Goodbye, Eleanor

It’s always a shame when you have to abandon a  writing project; I’d been planning to write a biography of Eleanor Farjeon and had started research. But biographies take a great deal of time, energy and commitment, and I decided sadly that because I don’t have much of those qualities at present, I wasn’t going to be able to   carry on with it.

Over the period that I’d been researching her, I’d grown quite fond of Eleanor.  I first became interested in her partly because she seemed to know so many people, and straddle so many litereary eras; in her youth she was a friend of Edward Thomas, D.H. Lawrence and a clutch of artists and musicians. Later she became a prominent writer  and champion of childrens’ books- and she supported herself and the man she lived with for many years purely through her writing – as someone who’s never managed to make anything like a living by  writing I’m always impressed by people who can do this.

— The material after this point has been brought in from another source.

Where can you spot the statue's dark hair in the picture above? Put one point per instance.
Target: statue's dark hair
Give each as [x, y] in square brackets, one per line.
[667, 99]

She was an intensely romantic soul, and always needed to be in love with someone; most famously with Edward Thomas. He was married to Helen,  and  though he was very fond of Eleanor  and seemed to crave her company, was not in love with her.  After his death, she lived for many years with George Earle, a married teacher, though that did not stop her having a passionate though platonic affair with an American musician when she was in her fifties. At the end of her life, her companion was the homosexual actor Dennis Blakelock.

But all her life, she was writing and writing. Her father and two of her brothers were writers, and it came as easily to her as breathing. Much of what she wrote was light verse, perhaps unfashionable now, but she also wrote some lovely sonnets , one of which I’ve quoted in an earlier blog. She’s perhaps best known today for the lyrics of ‘Morning Has Broken.’

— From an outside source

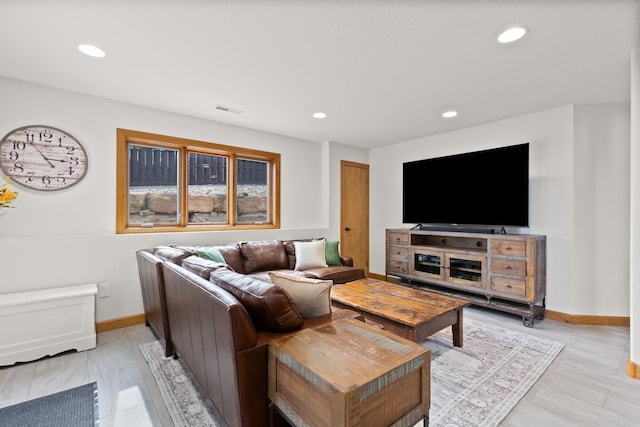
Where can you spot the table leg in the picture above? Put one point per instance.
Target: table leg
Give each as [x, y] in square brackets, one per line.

She  appeared to be a cuddly. cosy person,  uninterested in fashion or glamour, a homemaker, who adored cats. Though she was always able to drown unwanted kittens, which shows that she had  a surprising ruthless streak too. Perhaps all writers need one, though not for drowning kittens,  Everyone seemed to love her and she had an extraordinary gift  for friendship.  I’ve enjoyed her company over the time I’ve been working with her, and I shall miss her.  I hope someone else will want to write her biography now.

Meanwhile, I’ve just brough myself a present, which arrived in today’s post – a new biography of Edward Thomas by Jean Moorcroft Wilson, so I see I shall be spending more time in her company, and the fascinating, depressive man who was the love of her life.